Neste recorte de tempo, então, nossa ausência em salas de roteiro e sets era alarmante e, por vezes, absoluta. De 2012 para cá muito mudou e hoje conheço várias mulheres pretas e trans que têm produzido uma verdadeira primavera cinematográfica. Numa análise em retrospecto de 2019 a 2021 podemos pensar no impacto social, cultural e artistico que as obras de mulheres pretas tiveram. Precisamos observar que ao longo do tempo o sucesso comercial e a qualidade artística muitas vezes são opostos, sobretudo o cinema de conteúdo político ou social, que encontra sucesso de crítica e premiação, mas não necessariamente de bilheteria.
Por isso acho importante que as grandes produtoras coloquem mulheres pretas e/ou trans à frente de grandes projetos comerciais também. Adoramos fazer cinema de arte ou de autora, como dizem, mas nós também queremos dirigir a comédia do ano”.

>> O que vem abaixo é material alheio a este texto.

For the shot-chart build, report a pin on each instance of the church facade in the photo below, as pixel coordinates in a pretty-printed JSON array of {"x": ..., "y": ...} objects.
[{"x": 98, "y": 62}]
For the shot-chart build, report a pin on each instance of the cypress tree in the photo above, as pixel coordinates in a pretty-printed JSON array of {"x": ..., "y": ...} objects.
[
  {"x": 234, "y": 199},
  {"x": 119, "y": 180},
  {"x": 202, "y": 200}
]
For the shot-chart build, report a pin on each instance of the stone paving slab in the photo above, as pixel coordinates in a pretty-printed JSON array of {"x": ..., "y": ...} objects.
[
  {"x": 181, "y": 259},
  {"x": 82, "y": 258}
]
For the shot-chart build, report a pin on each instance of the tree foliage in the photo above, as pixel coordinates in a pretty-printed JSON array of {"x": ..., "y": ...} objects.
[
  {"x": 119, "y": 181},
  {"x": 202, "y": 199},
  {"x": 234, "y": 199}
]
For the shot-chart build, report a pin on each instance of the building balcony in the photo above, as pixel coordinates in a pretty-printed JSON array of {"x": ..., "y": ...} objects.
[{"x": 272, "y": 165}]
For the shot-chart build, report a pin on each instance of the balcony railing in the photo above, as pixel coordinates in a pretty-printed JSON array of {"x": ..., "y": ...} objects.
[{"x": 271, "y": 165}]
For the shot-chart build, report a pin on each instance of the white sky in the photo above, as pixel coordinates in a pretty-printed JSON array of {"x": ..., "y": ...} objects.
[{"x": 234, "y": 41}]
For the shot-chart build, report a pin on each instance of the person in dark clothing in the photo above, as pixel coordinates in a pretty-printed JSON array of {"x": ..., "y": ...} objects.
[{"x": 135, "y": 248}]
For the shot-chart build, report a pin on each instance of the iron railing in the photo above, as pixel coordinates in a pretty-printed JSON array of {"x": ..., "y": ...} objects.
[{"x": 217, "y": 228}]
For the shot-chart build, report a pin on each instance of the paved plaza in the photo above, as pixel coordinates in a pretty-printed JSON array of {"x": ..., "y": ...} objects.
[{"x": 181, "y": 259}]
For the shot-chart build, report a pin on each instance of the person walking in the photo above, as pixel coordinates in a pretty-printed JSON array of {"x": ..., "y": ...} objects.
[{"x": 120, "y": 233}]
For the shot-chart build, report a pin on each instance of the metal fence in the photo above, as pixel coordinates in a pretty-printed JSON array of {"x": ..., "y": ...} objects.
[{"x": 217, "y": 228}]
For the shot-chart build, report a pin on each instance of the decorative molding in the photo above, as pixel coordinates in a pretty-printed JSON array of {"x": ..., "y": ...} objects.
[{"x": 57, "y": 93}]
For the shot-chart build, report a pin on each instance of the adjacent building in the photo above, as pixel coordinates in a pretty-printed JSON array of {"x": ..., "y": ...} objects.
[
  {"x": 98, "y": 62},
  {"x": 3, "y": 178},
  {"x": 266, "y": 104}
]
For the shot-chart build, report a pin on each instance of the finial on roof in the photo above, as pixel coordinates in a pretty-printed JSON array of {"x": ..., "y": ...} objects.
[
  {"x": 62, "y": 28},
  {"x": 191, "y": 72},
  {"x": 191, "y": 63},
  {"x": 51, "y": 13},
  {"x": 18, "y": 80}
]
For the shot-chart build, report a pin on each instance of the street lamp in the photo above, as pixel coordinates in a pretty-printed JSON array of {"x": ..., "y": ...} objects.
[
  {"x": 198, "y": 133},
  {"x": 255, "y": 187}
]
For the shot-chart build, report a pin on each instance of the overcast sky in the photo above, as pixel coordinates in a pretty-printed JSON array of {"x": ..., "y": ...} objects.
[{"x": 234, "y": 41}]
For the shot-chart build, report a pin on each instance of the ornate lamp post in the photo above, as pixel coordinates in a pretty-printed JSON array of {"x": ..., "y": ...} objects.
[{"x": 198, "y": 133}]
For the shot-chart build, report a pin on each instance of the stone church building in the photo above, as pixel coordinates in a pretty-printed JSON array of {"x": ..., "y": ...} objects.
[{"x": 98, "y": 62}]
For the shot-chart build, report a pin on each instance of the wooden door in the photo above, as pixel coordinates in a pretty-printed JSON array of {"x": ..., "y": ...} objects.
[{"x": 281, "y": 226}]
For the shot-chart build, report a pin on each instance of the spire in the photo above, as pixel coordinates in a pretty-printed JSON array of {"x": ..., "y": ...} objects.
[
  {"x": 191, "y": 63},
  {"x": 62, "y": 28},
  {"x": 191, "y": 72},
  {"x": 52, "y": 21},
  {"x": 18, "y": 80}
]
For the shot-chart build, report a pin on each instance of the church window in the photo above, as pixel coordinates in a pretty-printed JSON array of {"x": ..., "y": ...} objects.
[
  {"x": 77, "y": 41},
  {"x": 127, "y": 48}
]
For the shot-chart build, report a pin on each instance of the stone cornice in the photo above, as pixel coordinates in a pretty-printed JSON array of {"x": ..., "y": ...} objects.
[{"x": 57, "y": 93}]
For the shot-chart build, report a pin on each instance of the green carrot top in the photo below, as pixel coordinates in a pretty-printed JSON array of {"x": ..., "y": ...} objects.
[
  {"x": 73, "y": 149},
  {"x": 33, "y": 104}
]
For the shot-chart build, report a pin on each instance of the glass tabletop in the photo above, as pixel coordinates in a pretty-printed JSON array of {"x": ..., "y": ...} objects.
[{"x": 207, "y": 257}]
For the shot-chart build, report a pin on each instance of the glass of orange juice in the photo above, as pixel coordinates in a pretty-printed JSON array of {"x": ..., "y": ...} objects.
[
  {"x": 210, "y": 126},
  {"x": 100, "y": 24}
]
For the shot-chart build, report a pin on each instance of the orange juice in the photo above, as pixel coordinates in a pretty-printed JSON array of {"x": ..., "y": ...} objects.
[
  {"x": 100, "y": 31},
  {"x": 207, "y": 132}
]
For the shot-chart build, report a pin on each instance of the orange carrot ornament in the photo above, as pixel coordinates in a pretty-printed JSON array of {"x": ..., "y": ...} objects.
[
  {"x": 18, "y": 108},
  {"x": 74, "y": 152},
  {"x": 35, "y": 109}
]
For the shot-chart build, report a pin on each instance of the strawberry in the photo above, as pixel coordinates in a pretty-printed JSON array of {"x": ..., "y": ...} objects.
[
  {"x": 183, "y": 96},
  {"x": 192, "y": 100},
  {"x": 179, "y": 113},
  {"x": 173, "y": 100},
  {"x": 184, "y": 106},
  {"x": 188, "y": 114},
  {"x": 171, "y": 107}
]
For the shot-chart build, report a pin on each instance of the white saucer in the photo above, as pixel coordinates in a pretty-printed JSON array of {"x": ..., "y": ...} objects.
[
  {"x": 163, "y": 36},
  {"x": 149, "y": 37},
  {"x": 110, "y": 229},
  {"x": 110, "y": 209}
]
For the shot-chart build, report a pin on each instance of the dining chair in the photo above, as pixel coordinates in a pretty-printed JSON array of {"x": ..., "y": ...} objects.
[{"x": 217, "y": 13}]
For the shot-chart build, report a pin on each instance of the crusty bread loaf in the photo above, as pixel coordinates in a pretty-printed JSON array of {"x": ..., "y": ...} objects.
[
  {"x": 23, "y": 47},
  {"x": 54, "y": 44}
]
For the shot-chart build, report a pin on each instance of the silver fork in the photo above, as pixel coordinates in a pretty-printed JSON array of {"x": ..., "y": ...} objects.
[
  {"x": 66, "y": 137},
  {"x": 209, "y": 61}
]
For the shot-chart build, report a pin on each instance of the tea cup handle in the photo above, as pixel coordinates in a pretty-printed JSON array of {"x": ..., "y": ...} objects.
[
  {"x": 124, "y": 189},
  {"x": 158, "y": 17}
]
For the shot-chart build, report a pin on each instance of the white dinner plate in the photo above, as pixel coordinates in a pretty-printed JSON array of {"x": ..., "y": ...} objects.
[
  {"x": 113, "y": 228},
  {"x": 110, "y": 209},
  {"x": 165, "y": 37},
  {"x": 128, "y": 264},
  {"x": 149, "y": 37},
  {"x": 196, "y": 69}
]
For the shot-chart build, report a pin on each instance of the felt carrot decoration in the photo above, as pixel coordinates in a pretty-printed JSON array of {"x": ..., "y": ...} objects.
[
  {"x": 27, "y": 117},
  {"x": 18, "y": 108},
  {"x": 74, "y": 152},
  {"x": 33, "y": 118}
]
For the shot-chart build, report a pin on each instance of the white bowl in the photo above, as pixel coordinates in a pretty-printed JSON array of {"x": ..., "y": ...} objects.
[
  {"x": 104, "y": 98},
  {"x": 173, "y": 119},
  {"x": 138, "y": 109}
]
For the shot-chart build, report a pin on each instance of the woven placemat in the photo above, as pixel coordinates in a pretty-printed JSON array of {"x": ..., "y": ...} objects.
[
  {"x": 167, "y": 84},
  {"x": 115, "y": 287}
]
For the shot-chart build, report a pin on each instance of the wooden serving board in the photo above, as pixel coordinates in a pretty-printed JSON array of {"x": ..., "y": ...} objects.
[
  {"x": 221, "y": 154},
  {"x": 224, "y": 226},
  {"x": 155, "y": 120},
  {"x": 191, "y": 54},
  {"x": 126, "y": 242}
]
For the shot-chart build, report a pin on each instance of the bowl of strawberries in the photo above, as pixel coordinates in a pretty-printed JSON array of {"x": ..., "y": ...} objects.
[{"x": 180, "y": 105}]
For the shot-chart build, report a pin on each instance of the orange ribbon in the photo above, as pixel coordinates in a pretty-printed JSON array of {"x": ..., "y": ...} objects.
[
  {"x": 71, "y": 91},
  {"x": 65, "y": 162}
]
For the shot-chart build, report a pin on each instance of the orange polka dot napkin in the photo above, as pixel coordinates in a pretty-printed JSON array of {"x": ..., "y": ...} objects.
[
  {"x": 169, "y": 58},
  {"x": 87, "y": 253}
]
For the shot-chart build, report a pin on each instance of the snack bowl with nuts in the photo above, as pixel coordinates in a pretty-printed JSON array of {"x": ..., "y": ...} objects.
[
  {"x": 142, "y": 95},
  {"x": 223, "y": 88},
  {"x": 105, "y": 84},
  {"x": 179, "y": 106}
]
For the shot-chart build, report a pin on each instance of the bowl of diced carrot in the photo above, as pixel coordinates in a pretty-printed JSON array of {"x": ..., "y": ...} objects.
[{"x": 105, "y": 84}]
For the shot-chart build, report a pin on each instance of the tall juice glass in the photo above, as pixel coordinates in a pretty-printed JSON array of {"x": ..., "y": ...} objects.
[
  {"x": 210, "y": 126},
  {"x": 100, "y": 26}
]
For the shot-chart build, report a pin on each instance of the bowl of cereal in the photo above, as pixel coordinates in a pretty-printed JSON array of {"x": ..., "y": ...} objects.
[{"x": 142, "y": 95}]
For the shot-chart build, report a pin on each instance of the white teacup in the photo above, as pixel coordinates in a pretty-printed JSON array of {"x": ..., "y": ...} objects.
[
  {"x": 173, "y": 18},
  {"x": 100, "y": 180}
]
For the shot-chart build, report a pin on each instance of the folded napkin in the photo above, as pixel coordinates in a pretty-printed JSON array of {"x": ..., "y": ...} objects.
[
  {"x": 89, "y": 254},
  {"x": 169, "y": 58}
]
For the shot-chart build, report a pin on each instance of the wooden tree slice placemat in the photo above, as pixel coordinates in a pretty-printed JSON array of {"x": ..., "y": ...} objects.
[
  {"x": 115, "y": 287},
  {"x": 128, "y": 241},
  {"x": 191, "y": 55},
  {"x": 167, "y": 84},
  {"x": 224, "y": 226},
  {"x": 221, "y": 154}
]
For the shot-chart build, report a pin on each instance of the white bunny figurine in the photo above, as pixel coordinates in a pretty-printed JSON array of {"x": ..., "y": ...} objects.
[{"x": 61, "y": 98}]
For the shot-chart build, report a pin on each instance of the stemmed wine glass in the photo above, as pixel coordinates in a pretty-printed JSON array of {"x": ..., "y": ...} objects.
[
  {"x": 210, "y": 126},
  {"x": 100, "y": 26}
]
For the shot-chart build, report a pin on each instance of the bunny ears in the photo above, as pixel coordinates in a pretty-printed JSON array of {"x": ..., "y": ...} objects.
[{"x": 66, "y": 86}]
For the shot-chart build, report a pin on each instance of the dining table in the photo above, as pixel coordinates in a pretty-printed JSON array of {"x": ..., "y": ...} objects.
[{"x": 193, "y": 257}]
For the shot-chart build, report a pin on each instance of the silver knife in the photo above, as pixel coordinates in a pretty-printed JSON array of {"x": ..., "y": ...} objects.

“Ser a primeira a entrar num espaço só faz sentido se eu puder abrir a porta para muitas mais. A representatividade só é real se for coletiva. Gosto da ideia de que meu reconhecimento possa contribuir para inspirar e potencializar outras mulheres pretas e trans.”
Luh Maza escreveu o curta-metragem musical “35”, que denuncia a baixa expectativa de vida da população trans no Brasil, que é de 35 anos. A produção tem trilha sonora da cantora Liniker. Além disso, Luh é a primeira roteirista trans negra da televisão brasileira, trabalhando para a série Sessão de Terapia, transmitida pelo Globo Play.
Sobre o futuro, Luh Maza diz estar ansiosa pelo lançamento de trabalhos e projetos de que ela participou antes e durante a pandemia: “Fui uma das roteiristas de uma série para a Globoplay, que seria gravada em 2020 quando a pandemia começou e no último ano participei do desenvolvimento de projetos para a Netflix e a HBO. Então, acredito que quando as produções forem normalizadas, forem retomadas, muitos projetos com minha participação serão lançados. Estou ansiosa! Ainda durante a pandemia também colaborei com os roteiros de dois documentários: “Corpo – Sua Autobiografia” (de Renata Carvalho) e “Gradient” (de Carolina Del Bue)”.